Mistakes made in the stories we are told

The passive voice has its place – but we should watch out when it shows up in the wrong place in news stories.

June 28, 2011

"No Bodies Found In Texas Home After Psychic Tip." Now how's that for an upbeat headline?

It ran over a story by The Associated Press in early June about the story that never was: the discovery of up to 30 dismembered bodies at a house out in the country some 70 miles outside Houston.

Except that there were no dead bodies. There was an investigation by the local sheriff's department, on the basis of a couple of phone calls from a self-described psychic. The officers found nothing.

But somewhere between the launch of the investigation and the finding of nothing, the whole affair became an international media circus, involving CNN, Reuters, Agence France-Presse, and others. The National Public Radio program "On the Media" led its deconstruction of the massacre-that-wasn't with an audio clip of an Australian newsreader intoning the grim "facts" of the case.
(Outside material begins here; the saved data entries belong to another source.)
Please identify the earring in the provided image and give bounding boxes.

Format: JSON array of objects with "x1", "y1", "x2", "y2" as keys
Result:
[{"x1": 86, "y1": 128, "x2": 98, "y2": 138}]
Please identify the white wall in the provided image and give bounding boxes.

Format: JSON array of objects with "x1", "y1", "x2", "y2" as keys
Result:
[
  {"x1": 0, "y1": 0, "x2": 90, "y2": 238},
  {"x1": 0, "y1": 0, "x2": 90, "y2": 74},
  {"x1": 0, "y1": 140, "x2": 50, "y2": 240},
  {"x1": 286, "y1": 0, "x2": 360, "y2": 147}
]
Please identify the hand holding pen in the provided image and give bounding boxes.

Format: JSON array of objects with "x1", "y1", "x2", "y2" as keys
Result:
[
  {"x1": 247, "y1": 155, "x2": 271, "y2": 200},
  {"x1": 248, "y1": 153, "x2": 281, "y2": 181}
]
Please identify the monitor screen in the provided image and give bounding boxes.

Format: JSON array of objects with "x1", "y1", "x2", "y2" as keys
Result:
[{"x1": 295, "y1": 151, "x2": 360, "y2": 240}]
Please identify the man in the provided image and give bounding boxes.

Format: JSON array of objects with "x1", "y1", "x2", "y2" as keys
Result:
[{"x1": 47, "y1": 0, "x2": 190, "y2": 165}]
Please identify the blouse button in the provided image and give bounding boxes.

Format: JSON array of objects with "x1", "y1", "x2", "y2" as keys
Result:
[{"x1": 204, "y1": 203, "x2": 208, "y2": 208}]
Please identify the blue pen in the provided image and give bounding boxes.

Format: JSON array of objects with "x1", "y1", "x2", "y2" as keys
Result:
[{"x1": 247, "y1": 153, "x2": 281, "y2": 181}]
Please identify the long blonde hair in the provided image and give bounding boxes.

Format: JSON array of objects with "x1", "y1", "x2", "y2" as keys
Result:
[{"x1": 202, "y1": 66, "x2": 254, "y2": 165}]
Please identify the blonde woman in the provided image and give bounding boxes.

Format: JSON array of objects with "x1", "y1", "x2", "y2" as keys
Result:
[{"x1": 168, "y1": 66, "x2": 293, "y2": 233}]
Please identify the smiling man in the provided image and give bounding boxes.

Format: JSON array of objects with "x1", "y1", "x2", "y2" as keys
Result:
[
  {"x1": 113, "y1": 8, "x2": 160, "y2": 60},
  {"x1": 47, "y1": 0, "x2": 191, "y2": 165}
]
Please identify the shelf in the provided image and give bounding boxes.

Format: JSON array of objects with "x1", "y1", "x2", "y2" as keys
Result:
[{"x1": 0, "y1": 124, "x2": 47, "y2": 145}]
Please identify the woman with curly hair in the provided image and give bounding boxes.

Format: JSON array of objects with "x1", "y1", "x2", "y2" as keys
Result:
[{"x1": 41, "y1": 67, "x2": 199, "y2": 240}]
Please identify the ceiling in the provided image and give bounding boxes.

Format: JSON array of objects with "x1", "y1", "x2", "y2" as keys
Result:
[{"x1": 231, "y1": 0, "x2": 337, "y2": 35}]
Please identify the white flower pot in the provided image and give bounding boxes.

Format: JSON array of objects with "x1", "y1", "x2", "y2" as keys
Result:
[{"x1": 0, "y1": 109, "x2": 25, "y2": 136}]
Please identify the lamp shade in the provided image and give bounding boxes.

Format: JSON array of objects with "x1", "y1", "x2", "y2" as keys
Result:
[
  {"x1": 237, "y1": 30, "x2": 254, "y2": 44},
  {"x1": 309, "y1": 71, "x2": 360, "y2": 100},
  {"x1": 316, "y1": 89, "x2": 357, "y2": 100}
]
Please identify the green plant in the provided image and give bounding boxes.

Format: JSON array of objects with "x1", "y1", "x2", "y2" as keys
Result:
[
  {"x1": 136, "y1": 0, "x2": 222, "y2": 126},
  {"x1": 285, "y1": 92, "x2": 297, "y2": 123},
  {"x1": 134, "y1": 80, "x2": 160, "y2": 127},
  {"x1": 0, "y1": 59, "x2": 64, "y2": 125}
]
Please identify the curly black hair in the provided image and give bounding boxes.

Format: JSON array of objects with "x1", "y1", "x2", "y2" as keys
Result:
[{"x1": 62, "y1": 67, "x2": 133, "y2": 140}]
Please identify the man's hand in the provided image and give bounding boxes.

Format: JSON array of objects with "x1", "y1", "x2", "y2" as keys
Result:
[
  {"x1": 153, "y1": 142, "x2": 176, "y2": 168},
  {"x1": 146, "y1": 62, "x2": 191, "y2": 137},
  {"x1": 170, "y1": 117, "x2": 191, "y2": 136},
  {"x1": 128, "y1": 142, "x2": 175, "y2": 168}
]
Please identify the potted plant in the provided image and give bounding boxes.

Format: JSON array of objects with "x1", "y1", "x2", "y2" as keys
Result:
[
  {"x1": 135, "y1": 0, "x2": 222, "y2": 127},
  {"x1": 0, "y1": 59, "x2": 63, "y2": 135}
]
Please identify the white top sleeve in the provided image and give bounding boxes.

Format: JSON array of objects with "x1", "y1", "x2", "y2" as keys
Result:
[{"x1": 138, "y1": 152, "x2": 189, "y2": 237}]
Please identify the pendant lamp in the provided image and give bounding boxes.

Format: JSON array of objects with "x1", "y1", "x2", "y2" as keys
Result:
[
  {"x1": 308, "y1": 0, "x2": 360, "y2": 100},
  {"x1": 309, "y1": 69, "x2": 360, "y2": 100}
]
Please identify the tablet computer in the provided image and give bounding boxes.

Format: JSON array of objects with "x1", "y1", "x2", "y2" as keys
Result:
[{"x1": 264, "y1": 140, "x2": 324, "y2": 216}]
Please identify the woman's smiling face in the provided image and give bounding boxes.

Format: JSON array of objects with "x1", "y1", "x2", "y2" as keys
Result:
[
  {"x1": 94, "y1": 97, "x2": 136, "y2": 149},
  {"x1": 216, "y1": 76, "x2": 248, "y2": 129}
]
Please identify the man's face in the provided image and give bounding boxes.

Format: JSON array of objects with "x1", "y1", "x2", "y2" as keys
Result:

The story was not, alas, on its face implausible. But what seems to have happened here is that sheriff's department sources passed incomplete, and ultimately inaccurate, information to some local news outlets, after which it was repeated and retweeted and inflated as in the parlor game "telephone."

The nonstory illustrates the value of gatekeepers – even as the premature release of "hot" news via social media undercuts the idea that all parts of a media company hew to the same journalistic standards.

The episode illustrates the echo-chamber effect of today's media. And it demonstrates that, although some stories are so vitally urgent as to be worth getting out even in imperfect form, others benefit from some good old-fashioned fact-checking.

But three words that stuck in my ear after I heard the "On the Media" report were "We are told."

Note the passive voice. Not "We have learned" or "An investigation by our reporters has found."

The "we are told" construction can be the sign of a news organization at the mercy of sources motivated by other interests than the public's right to know. "Deep background" sources often do get it right. But there's a world of difference between an experienced reporter getting a quick fill from a trusted longtime source, on one hand, and someone within a network retweeting an internal news advisory that probably should have remained internal.

The Texas-massacre-that-mercifully-never-was appeared on my radar when I was reviewing an older post from Washington blogger David Alpert on the way that the news media report on automobile accidents.

His case study was a Washington Post article that began, "Four people ranging in age from 19 to 21 were killed early yesterday in Culpeper County, Va., when their car collided with a vehicle that was going the wrong way, Virginia State Police said."

The people are written of in the passive voice; the active verbs go to the motor vehicles. "I didn't know cars could drive themselves," Mr. Alpert mused. He went on, "[O]ur habit of dehumanizing the actions of cars tends to create assumptions that their actions are not actually someone's responsibility."

Among editorial curmudgeons, I'm a relative softie on the passive voice. It has its place. Especially in reporting on crime, accidents, and war, victims often need to come first.

But we need to be careful about the stories we are told – because sometimes mistakes are made.